Ia menjelaskan tekanan terhadap rupiah bukan berasal dari neraca transaksi berjalan, yang justru membaik, melainkan dari sisi neraca keuangan. Menurut Leo, financial account balance yang sebelumnya surplus kini berbalik menjadi defisit, dipicu oleh arus keluar dana asing dari pasar portofolio.

Net foreign outflow di portofolio itu sudah mencapai 9 miliar dolar AS. Jadi meskipun surplus perdagangan naik, tekanan terhadap rupiah tetap terjadi karena sisi finansialnya defisit,” jelasnya.

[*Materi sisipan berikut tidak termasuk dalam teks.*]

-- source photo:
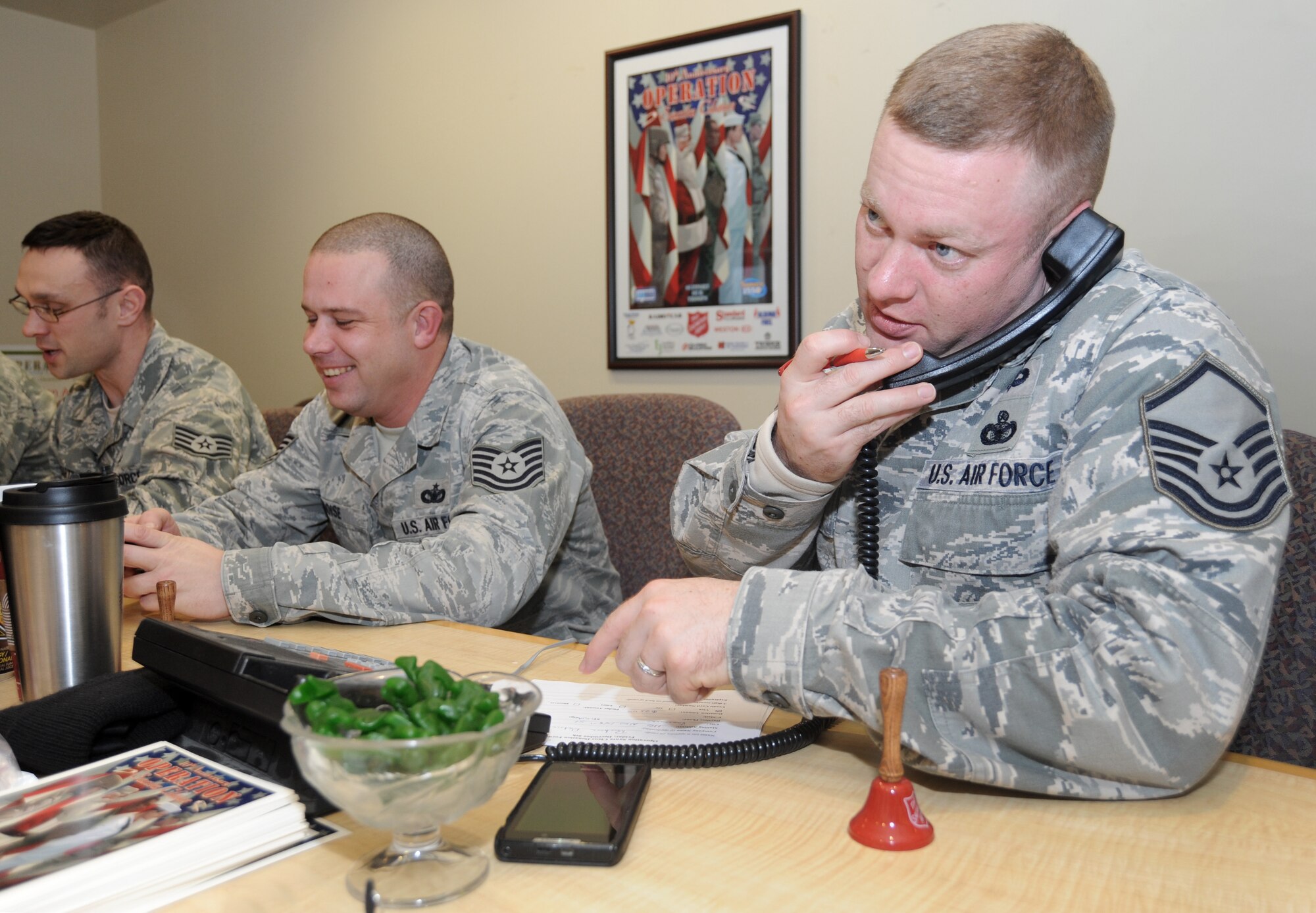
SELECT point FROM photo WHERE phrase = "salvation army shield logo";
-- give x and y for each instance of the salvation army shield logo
(509, 470)
(1214, 448)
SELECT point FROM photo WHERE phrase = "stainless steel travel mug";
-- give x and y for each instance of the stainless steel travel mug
(64, 555)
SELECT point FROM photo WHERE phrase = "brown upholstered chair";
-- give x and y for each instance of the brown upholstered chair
(1281, 719)
(638, 444)
(280, 422)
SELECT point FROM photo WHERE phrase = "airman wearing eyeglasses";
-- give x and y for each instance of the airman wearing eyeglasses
(172, 422)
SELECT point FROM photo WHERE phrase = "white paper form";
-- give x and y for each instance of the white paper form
(615, 715)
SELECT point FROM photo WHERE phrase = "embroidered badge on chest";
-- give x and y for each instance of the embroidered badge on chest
(1214, 448)
(509, 470)
(214, 447)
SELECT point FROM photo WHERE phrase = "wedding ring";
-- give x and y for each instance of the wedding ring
(648, 670)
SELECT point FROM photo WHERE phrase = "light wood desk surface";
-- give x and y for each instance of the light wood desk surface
(773, 833)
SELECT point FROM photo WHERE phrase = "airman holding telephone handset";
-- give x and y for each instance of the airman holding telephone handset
(1094, 461)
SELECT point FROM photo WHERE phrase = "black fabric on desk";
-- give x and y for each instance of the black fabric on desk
(98, 719)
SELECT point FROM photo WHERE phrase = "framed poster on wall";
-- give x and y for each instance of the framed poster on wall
(705, 198)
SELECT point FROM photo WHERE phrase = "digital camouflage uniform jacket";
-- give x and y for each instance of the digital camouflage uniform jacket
(26, 414)
(186, 428)
(482, 512)
(1078, 557)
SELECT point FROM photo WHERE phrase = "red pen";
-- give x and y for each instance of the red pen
(849, 358)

Selain itu, aliran investasi langsung asing (foreign direct investment / FDI) juga belum menunjukkan peningkatan signifikan. Leo menyoroti situasi global saat ini sangat dipengaruhi oleh faktor geopolitik, termasuk pemilu serentak di lebih dari 60 negara sepanjang 2024, yang menciptakan masa transisi politik di berbagai belahan dunia.

“Wajar saja kalau geopolitical risk itu tiba-tiba naik. Tapi biasanya masa transisi ini berlangsung sekitar satu tahun, jadi kita melihatnya mungkin akan ada equilibrium baru pada tahun depan,” katanya.

Leo menekankan meskipun tekanan terhadap rupiah bersifat eksternal, dampaknya terhadap stabilitas ekonomi domestik tetap perlu dimitigasi. Ia menyarankan agar pelaku pasar dan pembuat kebijakan lebih fokus memantau dinamika nilai tukar sebagai indikator utama dalam menghadapi ketidakpastian global.